В середине третьего экосеза зашевелились стулья в гостиной, где играли граф и Марья Дмитриевна, и большая часть почетных гостей и старички, потягиваясь после долгого сиденья и укладывая в карманы бумажники и кошельки, выходили в двери залы. Впереди шла Марья Дмитриевна с графом – оба с веселыми лицами. Граф с шутливою вежливостью, как то по балетному, подал округленную руку Марье Дмитриевне. Он выпрямился, и лицо его озарилось особенною молодецки хитрою улыбкой, и как только дотанцовали последнюю фигуру экосеза, он ударил в ладоши музыкантам и закричал на хоры, обращаясь к первой скрипке:
– Семен! Данилу Купора знаешь?
Это был любимый танец графа, танцованный им еще в молодости. (Данило Купор была собственно одна фигура англеза .)
– Смотрите на папа, – закричала на всю залу Наташа (совершенно забыв, что она танцует с большим), пригибая к коленам свою кудрявую головку и заливаясь своим звонким смехом по всей зале.
Действительно, всё, что только было в зале, с улыбкою радости смотрело на веселого старичка, который рядом с своею сановитою дамой, Марьей Дмитриевной, бывшей выше его ростом, округлял руки, в такт потряхивая ими, расправлял плечи, вывертывал ноги, слегка притопывая, и всё более и более распускавшеюся улыбкой на своем круглом лице приготовлял зрителей к тому, что будет. Как только заслышались веселые, вызывающие звуки Данилы Купора, похожие на развеселого трепачка, все двери залы вдруг заставились с одной стороны мужскими, с другой – женскими улыбающимися лицами дворовых, вышедших посмотреть на веселящегося барина.
– Батюшка то наш! Орел! – проговорила громко няня из одной двери.

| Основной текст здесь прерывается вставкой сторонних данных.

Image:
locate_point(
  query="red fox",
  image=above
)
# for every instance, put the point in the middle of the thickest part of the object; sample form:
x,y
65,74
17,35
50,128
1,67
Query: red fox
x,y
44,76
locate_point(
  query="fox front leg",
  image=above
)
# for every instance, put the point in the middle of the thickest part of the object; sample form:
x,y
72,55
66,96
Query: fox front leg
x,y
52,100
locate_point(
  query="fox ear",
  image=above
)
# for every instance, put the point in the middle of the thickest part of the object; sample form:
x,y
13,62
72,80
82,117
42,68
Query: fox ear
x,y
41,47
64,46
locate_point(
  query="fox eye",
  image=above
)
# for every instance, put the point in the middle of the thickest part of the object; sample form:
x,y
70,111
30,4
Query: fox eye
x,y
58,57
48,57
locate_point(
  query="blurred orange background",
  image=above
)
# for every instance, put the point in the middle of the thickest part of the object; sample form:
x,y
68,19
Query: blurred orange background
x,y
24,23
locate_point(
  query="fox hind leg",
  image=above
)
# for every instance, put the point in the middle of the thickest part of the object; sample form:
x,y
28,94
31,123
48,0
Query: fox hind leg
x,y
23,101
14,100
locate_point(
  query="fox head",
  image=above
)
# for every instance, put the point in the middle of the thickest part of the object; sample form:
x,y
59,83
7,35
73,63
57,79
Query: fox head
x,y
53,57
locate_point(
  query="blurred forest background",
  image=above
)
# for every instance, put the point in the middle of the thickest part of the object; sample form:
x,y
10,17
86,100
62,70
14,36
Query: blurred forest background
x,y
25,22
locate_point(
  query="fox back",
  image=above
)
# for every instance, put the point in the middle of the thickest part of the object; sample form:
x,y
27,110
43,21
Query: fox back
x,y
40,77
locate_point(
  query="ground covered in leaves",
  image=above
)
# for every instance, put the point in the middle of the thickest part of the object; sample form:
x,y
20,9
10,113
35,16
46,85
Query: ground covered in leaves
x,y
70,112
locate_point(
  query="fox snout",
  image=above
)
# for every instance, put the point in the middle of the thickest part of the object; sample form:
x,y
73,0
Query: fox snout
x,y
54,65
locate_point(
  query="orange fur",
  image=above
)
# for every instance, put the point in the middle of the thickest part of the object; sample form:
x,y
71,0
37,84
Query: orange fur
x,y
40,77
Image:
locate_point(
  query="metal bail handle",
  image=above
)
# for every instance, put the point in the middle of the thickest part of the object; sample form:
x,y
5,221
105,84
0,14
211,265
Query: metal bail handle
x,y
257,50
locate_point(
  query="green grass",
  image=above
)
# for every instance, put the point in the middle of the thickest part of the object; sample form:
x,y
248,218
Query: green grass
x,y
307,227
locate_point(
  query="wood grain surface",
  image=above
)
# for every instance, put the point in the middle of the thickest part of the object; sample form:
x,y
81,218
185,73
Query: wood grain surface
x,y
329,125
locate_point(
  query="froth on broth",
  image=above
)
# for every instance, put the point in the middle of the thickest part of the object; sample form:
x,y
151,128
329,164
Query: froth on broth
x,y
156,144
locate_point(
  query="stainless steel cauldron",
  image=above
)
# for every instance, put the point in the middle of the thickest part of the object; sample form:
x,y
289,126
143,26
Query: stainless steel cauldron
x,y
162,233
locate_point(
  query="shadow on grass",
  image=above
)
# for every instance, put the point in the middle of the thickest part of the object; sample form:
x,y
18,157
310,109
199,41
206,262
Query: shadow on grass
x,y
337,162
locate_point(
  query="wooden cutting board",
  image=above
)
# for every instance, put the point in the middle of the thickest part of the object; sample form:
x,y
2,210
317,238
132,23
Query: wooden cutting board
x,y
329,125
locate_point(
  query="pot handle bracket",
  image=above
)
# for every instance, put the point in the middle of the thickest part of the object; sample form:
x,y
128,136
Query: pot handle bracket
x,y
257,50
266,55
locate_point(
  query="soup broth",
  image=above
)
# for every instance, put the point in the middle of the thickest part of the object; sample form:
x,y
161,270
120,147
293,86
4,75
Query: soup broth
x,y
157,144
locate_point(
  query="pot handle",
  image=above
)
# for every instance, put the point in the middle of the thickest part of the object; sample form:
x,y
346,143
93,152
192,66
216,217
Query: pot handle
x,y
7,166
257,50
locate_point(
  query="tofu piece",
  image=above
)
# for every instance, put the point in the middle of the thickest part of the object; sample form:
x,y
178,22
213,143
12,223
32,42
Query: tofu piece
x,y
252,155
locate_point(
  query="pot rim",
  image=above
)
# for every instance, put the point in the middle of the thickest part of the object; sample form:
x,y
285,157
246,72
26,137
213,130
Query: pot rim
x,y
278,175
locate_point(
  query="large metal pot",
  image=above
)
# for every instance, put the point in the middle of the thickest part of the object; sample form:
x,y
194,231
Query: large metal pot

Граф танцовал хорошо и знал это, но его дама вовсе не умела и не хотела хорошо танцовать. Ее огромное тело стояло прямо с опущенными вниз мощными руками (она передала ридикюль графине); только одно строгое, но красивое лицо ее танцовало. Что выражалось во всей круглой фигуре графа, у Марьи Дмитриевны выражалось лишь в более и более улыбающемся лице и вздергивающемся носе. Но зато, ежели граф, всё более и более расходясь, пленял зрителей неожиданностью ловких выверток и легких прыжков своих мягких ног, Марья Дмитриевна малейшим усердием при движении плеч или округлении рук в поворотах и притопываньях, производила не меньшее впечатление по заслуге, которую ценил всякий при ее тучности и всегдашней суровости. Пляска оживлялась всё более и более. Визави не могли ни на минуту обратить на себя внимания и даже не старались о том. Всё было занято графом и Марьею Дмитриевной. Наташа дергала за рукава и платье всех присутствовавших, которые и без того не спускали глаз с танцующих, и требовала, чтоб смотрели на папеньку. Граф в промежутках танца тяжело переводил дух, махал и кричал музыкантам, чтоб они играли скорее. Скорее, скорее и скорее, лише, лише и лише развертывался граф, то на цыпочках, то на каблуках, носясь вокруг Марьи Дмитриевны и, наконец, повернув свою даму к ее месту, сделал последнее па, подняв сзади кверху свою мягкую ногу, склонив вспотевшую голову с улыбающимся лицом и округло размахнув правою рукой среди грохота рукоплесканий и хохота, особенно Наташи. Оба танцующие остановились, тяжело переводя дыхание и утираясь батистовыми платками.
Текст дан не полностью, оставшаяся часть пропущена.